| “Beatlemania”
sweeps the United States in 1964, with two million
copies of the album Meet the Beatles sold
in a single month. This is also the year that the
Supremes, a Motown trio headed by Diana Ross, record
a string of hits including “Baby Love,”
“Stop in the Name of Love” and “Come
See About Me.”
Also
that year:
•
The Senate invokes cloture to end a 75-day filibuster
by Southern Senators trying to prevent the Civil Rights
Act. Congress then passes the Act, which prohibits
discrimination in public places for reasons of color,
race, religion or national origin.
•
The Warren Commission Report states that there was
no conspiracy involved in the Kennedy assassination
and that Oswald was a lone assassin.
•
Johnson and Sen.
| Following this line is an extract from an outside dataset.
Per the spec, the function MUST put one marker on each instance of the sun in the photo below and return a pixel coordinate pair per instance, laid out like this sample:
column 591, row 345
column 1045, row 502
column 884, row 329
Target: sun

Hubert Humphrey of Minnesota are
elected 35th President and Vice President.
•
Mary Poppins, starring Dick van Dyke and
Julie Andrews, becomes the most successful Disney
film to-date.
•
The American satellite Ranger 7 crashes into the Moon
after taking 4,316 photographs.
•
A report, Smoking and Health, by the surgeon
general’s special committee, strongly links
cigarette smoking with cancer and calls for federal
regulation.
•
The 18th Olympic Games are held in Japan, with the
US bringing home 36 gold medals, the Soviet Union
bringing home 30, and Japan taking 16.